The Mursi Encountering the Other: mediating representation, research and influence

Lead Research Organisation: School of Oriental and African Studies
Department Name: Anthropology and Sociology

Abstract

A Mursi-led coalition will create better relationships and political processes between their community, their neighbours and the outside world. Like most indigenous minorities, their encounters with outsiders have been mostly painful and often violent. The Mursi are a community of around 11-12,000 agro-pastoralists living in the Lower Omo Valley of southwestern Ethiopia. Famous for their lip-plates and stick duelling, from their perspective outsiders attack them, steal their land, damage their environment and film them with disdain, while their duelling is mainly a mechanism for peaceful dispute resolution. They have had allies but to date attempts to promote their rights, and improve relationships with local government and neighbouring groups, have been thwarted.
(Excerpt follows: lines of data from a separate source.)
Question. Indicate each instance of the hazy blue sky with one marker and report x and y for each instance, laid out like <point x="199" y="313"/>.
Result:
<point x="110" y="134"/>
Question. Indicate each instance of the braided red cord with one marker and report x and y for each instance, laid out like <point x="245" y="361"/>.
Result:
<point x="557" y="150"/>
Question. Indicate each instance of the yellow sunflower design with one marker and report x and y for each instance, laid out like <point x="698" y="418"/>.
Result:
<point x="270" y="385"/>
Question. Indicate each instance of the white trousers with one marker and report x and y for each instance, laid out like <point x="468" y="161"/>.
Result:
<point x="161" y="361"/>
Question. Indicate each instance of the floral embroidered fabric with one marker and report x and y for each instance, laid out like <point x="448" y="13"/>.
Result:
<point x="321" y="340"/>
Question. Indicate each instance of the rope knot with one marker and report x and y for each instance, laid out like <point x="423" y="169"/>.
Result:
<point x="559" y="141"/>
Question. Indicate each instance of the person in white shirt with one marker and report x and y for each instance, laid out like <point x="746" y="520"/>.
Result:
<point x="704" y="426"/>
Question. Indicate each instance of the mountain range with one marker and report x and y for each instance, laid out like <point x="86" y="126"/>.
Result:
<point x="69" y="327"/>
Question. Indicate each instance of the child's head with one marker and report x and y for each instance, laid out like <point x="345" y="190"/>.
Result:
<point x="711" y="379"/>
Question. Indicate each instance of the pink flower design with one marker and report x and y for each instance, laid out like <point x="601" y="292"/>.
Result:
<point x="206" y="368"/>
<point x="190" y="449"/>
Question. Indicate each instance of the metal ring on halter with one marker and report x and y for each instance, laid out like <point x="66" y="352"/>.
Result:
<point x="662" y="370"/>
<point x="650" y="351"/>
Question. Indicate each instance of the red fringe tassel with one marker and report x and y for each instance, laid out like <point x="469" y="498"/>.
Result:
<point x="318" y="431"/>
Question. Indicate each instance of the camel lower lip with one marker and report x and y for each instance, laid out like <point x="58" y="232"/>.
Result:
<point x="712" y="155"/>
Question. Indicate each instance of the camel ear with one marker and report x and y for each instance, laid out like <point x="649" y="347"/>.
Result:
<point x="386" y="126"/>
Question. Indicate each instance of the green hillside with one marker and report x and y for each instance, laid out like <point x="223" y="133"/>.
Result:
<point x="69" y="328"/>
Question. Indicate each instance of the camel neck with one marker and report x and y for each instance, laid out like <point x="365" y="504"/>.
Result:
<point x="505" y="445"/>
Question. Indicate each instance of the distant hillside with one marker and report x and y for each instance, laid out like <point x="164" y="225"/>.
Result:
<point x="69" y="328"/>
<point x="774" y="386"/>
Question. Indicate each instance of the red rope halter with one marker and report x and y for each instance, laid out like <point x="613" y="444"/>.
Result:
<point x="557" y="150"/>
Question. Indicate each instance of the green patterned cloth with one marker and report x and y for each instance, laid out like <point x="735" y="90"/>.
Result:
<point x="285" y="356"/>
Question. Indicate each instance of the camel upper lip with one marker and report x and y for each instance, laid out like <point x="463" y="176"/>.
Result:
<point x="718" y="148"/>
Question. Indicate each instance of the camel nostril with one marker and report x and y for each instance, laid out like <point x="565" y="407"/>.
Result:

This coalition of Mursi, Ethiopian and UK scholars and filmmakers will research new forms of representation of and by the Mursi/the Other and learn about the process of using arts to influence policymakers in Ethiopia.

This initiative builds on the Mursi's extraordinary recent success at communicating with the outside world. By putting on a multi-media theatrical performance at the National Theatre of Addis Ababa on 31 July 2022, also broadcast on national TV, the Mursi and allies drew national attention to their political and economic situation for the first time. This has laid the foundation from which dialogue with the Ethiopian government becomes more possible than it has been in the past.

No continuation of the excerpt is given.